Updated: 12/04/2013 02:24

Singapore primed to be international commercial law hub

Singapore primed to be international commercial law hub

Singapore will fly the flag as an international commercial law hub, if the recommendations made by two committees are implemented. 

Law Minister K Shanmugam told a news conference today the government welcomed the recommendations. 

The committee on the Singapore International Commercial Court or SICC, has recommended that it be set up as a division of the High Court. 

Law and Foreign Minister K Shanmugam says Singapore is an obvious choice for establishing an international court. 

"Fundamental factors that make Singapore successful as a legal jurisdiction are that our courts are highly regarded, we are neutral. So we are the only place in Asia that can be seen as completely neutral for people all over to come and hand over their disputes. Logistics is easy - flying in, flying out. Lots of foreign lawyers, lots of local lawyers. High quality of legal expertise available. The laws, the framework is friendly towards supporting party autonomy and letting people get on with the dispute resolution work as they wish." 

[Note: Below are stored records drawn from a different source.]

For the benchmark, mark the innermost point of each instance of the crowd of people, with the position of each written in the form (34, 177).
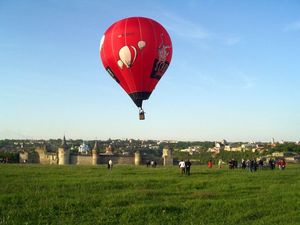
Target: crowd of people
(251, 164)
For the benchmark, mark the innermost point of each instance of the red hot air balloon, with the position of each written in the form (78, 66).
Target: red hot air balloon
(136, 52)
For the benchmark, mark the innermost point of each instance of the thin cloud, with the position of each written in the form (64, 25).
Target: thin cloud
(295, 26)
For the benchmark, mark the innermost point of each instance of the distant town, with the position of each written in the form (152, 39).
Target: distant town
(198, 151)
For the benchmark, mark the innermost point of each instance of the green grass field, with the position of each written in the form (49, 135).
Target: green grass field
(37, 194)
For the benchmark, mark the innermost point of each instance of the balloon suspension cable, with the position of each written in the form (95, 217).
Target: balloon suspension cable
(141, 113)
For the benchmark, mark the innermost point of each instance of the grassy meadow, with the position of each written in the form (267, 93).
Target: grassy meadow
(44, 194)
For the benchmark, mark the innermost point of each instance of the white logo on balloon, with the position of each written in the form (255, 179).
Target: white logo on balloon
(128, 54)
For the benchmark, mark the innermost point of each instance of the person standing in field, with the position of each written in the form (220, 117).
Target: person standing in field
(182, 167)
(188, 165)
(110, 164)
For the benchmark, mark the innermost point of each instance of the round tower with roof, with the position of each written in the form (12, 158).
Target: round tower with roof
(137, 158)
(63, 153)
(95, 154)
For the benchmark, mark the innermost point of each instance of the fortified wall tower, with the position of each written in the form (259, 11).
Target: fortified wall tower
(168, 156)
(137, 158)
(63, 153)
(95, 154)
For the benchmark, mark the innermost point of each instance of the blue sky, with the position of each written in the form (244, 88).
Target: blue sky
(234, 75)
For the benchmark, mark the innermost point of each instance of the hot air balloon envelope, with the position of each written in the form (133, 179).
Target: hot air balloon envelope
(136, 52)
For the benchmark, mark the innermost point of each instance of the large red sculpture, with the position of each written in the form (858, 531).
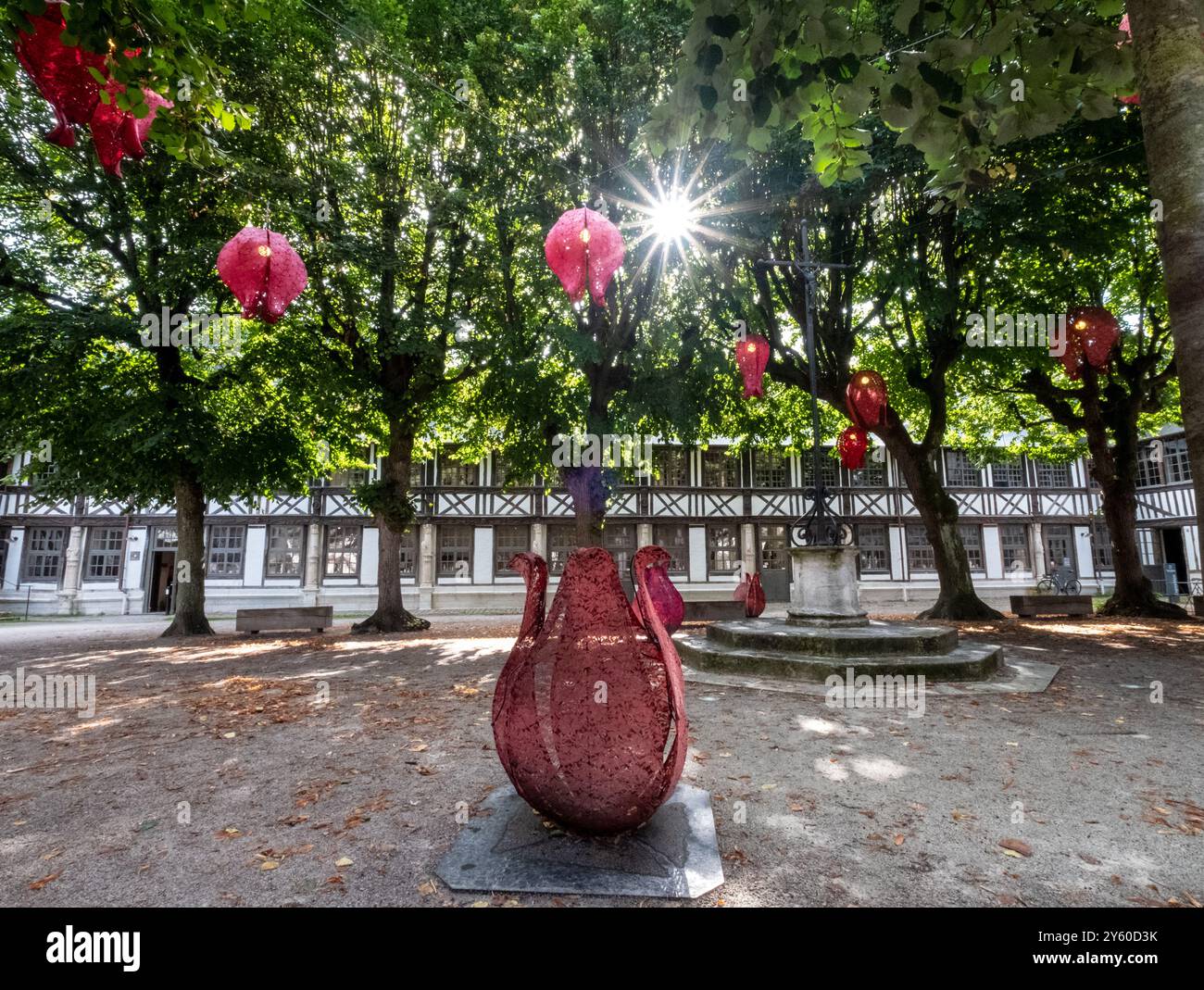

The committee recommends the new court focus on disputes outside Singapore and cases that are usually not dealt with here 

A panel of SICC judges, including current Supreme Court judges, ad hoc Associate Judges and possibly, international jurists, could hear them. 

There could be three categories of cases. 

First, where parties agree to use the SICC after the dispute arises. 

Second, where parties have previously signed a contract giving the SICC jurisdiction over any possible disputes. 

And third, where the Chief Justice of Singapore transfers the case from the High Court to the SICC. 

Lawyer Sathinathan Karuppiah says that it's a good move, given the increase in cross-border transactions. 

"Most of the foreign disputes will be taken out from the High Court and be transferred to this specialised court. Parties may get a quick resolution. And even the mediation process connected to it will help parties go for alternate dispute resolution. That would save parties' cost and time." 

The other committee has recommended having a non-profit group, the Singapore International Mediation Institute, to set standards and provide accreditation for mediators. 

This, Mr Shanmugam says, will help extend the nation's lead as Asia's best legal centre. 

"We are looking at substantially beefing up resources to create a first class mediation centre. Mediation has a clear place between the dispute arising and going by the arbitration or actual litigation. It's less costly, it's more sensible. But you need good mediation centres, good mediation experts to bring the parties together and get them to see how the issues can be resolved."